Knowledge base (FAQ)
Q: How does the Clustering in KMX work?
The main concepts behind the KMX Clustering capabilities is that after the text pre-processing phase the KMX software:
- make a vector representation of each document (based on weighted feature extraction, which is is language independent) and,
- KMX calculates a similarity metric between all documents. This is still in a high dimensional space (the dimension is equal to the number of features and thus the vector length). The similarity in high dimensional space is then mapped on a 2D plane and visualized.
These two steps are essential for the high quality of the clustering and thus for finding (brushing or selecting visually) good training documents for building good classifiers.
For a deeper understanding you can download the following research papers in our Download Center:
- Least Square Projection: a fast high precision multidimensional projection technique and its application to document mapping
- Content-based visualization of web search results
Q: What are the key KMX functions/libraries that could be embedded in other solutions?

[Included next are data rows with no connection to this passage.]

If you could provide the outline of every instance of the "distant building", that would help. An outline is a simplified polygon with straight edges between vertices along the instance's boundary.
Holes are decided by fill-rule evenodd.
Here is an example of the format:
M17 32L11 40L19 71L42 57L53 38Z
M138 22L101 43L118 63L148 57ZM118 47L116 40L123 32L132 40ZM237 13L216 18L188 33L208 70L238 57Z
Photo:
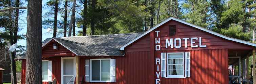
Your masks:
M173 17L144 33L52 37L42 43L45 84L54 79L58 84L234 84L232 79L240 80L240 59L254 56L256 47ZM16 58L22 61L21 84L31 66L26 56ZM232 75L230 65L237 66Z

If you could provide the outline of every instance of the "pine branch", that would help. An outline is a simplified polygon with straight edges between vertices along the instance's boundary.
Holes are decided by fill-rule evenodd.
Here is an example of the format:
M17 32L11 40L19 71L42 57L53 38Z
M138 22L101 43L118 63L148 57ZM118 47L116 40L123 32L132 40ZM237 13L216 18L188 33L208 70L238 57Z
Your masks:
M11 7L6 8L4 9L0 9L0 12L13 10L25 9L27 9L27 7Z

Much of the existing KMX libraries are clustered around the four main functions. Under each of the functions, we have listed examples of existing KMX implementations. Each module can potentially be integrated with another solutions or systems workflow.
- Proprietary algorithms for dealing with large collections of text documents determining document similarity with projection techniques of the high dimension text documents for 2D cluster visualization (landscaping)
- Binary classification where the classifier determine for each document a score which determines if the document belongs to the class that is represented by the classifier
- Multiclass classification where the classifier determines for each class a score and one can determine the probability of documents to belong to one or multiple classes represented by the multi class classifier
- Compound classification where the user can combine multiple classifiers for more complex classification tasks
- A suggestion system for finding the most relevant documents to provide an extra labelled document to perform assisted classifier performance tuning. The important advantage is the user can build an initial classifier using a small amount of labelled documents and the suggestion system make the classifier optimization process efficient since the system ask the user to only label 10 extra documents for which the system has determined that these 10 documents will improve the classifier significantly
- Calculation of precision , recall and F1 measures cross-validation. The system samples multiple times a subset of labelled documents to build multiple classifiers and calculate the P,R and F1 based on all the labelled documents. We also calculate an error margin for these performance indicators. Additionally the KMX system can calculate and plot ROC (Reciever Operating Curves) which gives good quantitative information on the performance even in the case of un-even distributions of labelled data. Lastly the system provides histogram plots for the number of documents having a certain classification score (0-100) for binary and multiclass classifiers
- We also have technology to perform Batch Classification (server based) supporting large scale parallel processing
Visualization, Interaction and Reporting
- landscaping visualization with automatic annotation and multi resolution support
- visualization of the classification score for a multi class classifier using parallel coordinates
- user interaction to select one or multiple documents and make them part of a subset of the data (brushes)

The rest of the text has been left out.